In LeCun et. all "Deep Learning", Chapter 14, page 506, I found the following statement:
"A common strategy for training a deep autoencoder is to greedily pretrain the deep architecture by training a stack of shallow autoencoders, so we often encounter shallow autoencoders, even when the ultimate goal is to train a deep autoencoder."
I was just following the Keras tutorial on autoencoders, and they have a section on how to code up a deep autoencoder in Keras.

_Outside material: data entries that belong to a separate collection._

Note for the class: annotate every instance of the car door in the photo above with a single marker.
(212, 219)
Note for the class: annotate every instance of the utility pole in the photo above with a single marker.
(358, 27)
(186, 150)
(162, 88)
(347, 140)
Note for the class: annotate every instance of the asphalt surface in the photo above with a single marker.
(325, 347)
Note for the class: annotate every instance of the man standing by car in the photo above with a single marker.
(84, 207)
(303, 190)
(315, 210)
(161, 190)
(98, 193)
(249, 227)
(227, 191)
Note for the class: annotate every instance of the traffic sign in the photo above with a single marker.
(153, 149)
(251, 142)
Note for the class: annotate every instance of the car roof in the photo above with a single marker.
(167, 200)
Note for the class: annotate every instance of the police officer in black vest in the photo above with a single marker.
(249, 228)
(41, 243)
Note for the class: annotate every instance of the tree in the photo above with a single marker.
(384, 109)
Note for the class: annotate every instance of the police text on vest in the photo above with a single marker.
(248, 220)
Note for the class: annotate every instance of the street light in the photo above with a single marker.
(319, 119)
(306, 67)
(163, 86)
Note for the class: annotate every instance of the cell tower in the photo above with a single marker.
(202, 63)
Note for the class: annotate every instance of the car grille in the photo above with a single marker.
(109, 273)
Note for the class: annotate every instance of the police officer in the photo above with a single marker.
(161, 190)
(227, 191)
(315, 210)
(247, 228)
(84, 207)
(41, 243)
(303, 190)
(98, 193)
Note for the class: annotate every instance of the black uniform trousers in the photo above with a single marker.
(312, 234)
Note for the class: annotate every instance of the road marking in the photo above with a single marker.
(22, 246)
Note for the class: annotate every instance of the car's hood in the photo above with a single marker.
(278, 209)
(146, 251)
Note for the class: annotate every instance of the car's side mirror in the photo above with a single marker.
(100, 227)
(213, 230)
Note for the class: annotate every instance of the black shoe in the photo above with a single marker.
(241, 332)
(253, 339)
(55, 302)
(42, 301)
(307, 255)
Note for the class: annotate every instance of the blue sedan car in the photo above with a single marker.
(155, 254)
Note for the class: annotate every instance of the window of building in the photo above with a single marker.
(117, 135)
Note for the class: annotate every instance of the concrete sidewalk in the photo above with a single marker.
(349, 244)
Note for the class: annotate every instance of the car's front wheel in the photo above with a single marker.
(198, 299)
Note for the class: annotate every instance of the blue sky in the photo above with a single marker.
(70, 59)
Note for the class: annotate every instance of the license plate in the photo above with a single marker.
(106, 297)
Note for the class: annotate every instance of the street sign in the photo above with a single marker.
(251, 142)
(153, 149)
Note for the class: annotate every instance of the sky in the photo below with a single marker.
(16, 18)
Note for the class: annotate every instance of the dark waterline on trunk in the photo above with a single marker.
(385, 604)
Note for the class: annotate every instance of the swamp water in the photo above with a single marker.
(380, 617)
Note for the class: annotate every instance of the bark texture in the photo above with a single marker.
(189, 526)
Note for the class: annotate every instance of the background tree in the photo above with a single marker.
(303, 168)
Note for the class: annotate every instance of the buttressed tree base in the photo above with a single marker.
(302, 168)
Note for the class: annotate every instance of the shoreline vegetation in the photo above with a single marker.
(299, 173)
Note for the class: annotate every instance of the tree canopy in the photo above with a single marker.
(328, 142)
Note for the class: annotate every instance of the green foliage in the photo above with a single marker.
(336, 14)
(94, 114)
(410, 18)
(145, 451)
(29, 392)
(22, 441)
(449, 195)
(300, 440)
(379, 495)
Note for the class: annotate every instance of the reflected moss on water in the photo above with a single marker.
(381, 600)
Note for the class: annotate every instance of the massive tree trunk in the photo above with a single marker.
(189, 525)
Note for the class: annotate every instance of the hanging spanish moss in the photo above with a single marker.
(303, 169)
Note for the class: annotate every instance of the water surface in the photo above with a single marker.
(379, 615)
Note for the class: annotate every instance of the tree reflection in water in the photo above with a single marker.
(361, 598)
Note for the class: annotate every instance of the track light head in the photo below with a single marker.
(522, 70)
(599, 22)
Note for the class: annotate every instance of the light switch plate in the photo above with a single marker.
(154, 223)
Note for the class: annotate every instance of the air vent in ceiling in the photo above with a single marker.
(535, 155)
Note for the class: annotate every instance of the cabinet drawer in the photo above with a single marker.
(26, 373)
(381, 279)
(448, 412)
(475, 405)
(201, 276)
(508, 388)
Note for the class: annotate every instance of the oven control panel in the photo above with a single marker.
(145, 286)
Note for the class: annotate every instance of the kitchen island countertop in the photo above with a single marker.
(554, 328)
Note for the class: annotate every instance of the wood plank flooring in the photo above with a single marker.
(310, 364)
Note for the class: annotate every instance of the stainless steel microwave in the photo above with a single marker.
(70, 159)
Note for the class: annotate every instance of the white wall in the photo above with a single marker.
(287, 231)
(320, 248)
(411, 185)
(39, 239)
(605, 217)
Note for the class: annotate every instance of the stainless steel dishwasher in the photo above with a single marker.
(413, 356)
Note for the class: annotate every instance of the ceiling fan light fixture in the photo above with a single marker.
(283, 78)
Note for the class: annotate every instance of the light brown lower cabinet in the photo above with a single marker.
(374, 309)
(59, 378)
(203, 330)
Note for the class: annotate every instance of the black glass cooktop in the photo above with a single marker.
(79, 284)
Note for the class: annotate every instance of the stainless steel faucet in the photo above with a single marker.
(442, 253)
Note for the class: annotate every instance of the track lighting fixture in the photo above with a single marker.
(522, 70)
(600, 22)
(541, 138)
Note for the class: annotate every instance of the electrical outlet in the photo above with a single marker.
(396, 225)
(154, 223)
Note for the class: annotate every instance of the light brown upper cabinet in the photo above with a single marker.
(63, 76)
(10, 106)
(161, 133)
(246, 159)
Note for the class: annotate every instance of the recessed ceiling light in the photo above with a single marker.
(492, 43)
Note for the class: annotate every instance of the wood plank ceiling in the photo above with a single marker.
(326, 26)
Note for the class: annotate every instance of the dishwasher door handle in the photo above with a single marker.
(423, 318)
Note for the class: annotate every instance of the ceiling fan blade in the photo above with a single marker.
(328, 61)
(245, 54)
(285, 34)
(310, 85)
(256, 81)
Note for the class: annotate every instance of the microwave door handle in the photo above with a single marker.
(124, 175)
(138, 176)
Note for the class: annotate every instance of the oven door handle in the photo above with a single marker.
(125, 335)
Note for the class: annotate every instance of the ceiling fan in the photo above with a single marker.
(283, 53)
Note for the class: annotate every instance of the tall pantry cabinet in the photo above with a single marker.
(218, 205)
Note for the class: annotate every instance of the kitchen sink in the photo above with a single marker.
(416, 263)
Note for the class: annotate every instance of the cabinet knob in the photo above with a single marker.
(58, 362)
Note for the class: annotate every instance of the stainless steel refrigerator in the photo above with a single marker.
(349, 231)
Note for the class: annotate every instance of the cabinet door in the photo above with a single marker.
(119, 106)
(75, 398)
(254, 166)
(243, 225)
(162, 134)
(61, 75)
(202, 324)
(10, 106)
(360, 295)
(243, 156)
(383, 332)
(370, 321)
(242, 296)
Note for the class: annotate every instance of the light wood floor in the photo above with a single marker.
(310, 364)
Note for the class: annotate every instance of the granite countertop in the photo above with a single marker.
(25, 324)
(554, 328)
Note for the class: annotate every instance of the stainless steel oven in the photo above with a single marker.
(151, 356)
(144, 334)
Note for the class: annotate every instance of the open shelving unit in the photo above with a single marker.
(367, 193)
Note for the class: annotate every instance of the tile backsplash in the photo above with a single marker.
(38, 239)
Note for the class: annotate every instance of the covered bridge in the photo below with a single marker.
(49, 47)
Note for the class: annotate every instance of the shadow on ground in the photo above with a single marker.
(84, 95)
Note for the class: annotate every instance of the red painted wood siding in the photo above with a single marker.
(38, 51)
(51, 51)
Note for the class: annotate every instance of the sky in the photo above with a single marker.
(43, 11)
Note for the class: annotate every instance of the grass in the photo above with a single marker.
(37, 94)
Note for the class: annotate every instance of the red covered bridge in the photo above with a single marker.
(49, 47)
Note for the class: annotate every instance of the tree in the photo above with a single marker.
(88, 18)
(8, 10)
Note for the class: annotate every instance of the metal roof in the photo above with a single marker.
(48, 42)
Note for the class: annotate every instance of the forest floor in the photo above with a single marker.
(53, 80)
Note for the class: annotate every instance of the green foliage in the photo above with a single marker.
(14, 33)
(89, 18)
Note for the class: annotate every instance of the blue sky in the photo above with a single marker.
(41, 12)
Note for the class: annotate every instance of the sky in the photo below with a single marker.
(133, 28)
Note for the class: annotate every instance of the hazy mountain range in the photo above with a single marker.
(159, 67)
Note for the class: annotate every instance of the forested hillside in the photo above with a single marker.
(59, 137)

I'm reproducing the code they give (using the MNIST dataset) below:
input_img = Input(shape=(784,))
encoded = Dense(128, activation='relu')(input_img)
encoded = Dense(64, activation='relu')(encoded)
encoded = Dense(32, activation='relu')(encoded)
decoded = Dense(64, activation='relu')(encoded)
decoded = Dense(128, activation='relu')(decoded)
decoded = Dense(784, activation='sigmoid')(decoded)
autoencoder = Model(input_img, decoded)
autoencoder.compile(optimizer='adadelta', loss='binary_crossentropy')
autoencoder.fit(x_train, x_train,
epochs=100,
batch_size=256,
shuffle=True,
validation_data=(x_test, x_test))
My questions are:
- Does the code above represent stacked autoencoders or a deep autoencoder?
- If it is a deep autoencoder, how would you alter the above code to instead produce a stacked autoencoder? And vice versa?
- What is the advantage of one approach vs another?